Our finding showed that gender interaction in the association between MetS and hsCRP suggest that hormones may play an important role in the inflammatory mechanism [33, 34]. In our study, increased BMI was associated with increased hsCRP concentrations in both genders, however, the correlation coefficients between hsCRP and BMI were much higher in women (r = 0.355) than in men (r = 0.188). These results demonstrated that inflammatory response may be more enhanced through adipose tissue-secreted cytokine expression in women [11]. Thus, sex hormones may be responsible for the association of fasting glucose with hsCRP. In postmenopausal women, this gender-specific effect of fasting glucose on inflammation might help to explain an increase in the relative risk for MetS and CVD [35]

Several limitations should be considered in this study.
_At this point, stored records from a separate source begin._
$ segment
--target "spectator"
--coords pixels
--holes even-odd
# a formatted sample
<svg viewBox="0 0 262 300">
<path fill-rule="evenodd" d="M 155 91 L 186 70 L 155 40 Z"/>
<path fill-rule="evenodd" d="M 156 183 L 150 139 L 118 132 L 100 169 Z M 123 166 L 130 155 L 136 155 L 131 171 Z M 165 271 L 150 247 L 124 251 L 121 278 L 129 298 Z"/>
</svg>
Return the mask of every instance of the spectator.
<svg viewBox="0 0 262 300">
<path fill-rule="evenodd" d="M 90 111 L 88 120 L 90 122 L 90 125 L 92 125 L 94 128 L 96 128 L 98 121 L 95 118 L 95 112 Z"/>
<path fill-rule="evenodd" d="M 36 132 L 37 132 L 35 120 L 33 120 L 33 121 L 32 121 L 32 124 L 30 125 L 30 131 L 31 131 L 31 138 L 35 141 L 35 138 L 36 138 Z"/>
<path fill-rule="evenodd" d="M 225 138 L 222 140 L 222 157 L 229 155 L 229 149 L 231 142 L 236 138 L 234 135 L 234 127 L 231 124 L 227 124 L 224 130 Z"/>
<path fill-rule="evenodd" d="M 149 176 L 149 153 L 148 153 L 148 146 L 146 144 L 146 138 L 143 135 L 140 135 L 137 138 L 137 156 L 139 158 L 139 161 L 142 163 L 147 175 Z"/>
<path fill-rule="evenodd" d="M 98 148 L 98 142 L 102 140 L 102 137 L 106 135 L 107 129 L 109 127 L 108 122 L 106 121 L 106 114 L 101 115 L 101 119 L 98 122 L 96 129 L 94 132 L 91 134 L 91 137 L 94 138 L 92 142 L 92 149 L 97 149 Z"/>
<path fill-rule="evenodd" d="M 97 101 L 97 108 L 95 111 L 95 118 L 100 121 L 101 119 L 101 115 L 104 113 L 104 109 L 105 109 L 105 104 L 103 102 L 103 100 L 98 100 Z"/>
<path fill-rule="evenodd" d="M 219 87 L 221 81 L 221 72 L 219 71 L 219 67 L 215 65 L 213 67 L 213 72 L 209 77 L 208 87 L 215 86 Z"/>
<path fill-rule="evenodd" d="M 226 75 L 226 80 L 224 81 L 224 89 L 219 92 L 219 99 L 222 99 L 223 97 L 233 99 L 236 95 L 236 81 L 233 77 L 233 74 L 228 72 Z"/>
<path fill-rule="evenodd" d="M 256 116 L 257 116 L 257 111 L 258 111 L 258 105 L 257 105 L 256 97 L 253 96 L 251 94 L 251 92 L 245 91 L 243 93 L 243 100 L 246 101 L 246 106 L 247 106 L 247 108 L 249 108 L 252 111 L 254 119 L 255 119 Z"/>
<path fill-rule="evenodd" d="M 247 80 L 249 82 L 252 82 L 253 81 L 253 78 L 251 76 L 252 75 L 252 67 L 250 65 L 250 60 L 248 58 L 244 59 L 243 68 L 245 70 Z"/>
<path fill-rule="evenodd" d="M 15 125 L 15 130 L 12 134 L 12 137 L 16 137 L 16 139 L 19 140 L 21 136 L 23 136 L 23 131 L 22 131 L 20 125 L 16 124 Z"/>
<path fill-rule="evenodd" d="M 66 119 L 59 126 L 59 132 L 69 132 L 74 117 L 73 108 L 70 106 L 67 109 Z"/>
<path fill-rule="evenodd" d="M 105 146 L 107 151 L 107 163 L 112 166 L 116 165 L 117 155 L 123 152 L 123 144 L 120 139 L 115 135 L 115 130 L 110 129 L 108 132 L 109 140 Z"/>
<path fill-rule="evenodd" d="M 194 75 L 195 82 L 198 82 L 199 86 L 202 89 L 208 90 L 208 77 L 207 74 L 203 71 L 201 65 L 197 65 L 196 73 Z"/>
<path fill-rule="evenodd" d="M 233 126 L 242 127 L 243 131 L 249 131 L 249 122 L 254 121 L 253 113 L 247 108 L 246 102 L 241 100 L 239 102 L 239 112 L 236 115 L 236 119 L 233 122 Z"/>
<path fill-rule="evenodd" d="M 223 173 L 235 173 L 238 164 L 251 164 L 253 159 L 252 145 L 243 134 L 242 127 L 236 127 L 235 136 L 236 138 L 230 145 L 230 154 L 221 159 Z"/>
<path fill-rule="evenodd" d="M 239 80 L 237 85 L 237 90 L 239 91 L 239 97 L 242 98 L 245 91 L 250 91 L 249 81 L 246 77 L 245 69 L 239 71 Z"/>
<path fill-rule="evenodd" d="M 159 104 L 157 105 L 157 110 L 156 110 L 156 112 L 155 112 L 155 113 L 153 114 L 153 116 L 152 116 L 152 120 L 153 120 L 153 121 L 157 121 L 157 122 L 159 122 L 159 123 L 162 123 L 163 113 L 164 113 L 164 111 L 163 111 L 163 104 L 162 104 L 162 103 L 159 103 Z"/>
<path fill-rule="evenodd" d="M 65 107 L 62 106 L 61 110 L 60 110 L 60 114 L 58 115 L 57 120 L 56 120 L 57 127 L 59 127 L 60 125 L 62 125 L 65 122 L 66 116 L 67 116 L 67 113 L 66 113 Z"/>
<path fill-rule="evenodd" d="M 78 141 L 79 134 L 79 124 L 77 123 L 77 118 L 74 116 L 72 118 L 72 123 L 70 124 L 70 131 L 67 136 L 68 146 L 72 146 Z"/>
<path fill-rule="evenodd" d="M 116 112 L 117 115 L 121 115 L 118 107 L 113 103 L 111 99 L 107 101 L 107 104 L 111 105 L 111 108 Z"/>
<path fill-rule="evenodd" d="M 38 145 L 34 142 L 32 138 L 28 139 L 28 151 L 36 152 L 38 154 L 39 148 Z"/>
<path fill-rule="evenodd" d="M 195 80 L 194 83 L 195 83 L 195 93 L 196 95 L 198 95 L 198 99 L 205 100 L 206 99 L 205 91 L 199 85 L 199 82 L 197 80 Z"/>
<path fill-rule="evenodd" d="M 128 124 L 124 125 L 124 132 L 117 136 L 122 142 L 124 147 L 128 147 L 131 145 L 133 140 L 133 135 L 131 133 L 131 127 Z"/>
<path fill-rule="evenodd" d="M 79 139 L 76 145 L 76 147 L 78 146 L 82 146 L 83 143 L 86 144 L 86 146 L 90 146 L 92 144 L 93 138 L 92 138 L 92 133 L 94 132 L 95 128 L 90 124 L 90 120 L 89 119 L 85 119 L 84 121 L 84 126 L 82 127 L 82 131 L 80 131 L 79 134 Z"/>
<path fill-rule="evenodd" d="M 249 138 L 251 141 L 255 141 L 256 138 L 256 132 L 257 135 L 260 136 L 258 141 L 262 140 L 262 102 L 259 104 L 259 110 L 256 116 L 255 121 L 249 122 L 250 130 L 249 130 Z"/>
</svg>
First, our cross-sectional study design does not eliminate potential causal relationships between CRP and FPG. Second, FPG categories are based on a single assessment of blood, which may introduce a misclassification bias. Third, we could not eliminate the possible effect of medication for hypertension on the present findings. Therefore the demographics and referral source may limit generalizability.

In conclusion, the present study showed that FPG levels are strongly associated with hsCRP in the general population with obesity. The underlying mechanism behind this relationship is unclear, but seems to be independent of traditional cardiovascular risk factors such as age, BMI, smoking status, alcohol consumption, blood pressure, lipids, or uric acid. Thus, the FPG levels (especially, higher values of normal FPG, IFG, and women) in persons with obesity might provide an important marker for the assessment of atherogenic risk as well as a therapeutic target for the modification of atherogenic risks. For healthy community-dwelling persons, prospective population-based studies are needed to investigate the mechanisms underlying this association to determine whether intervention, such as effective lifestyle modifications and medication (e.g., antihypertensive, antilipidemic, and diabetic medication) that decrease BMI and FPG in adults, will decrease hsCRP.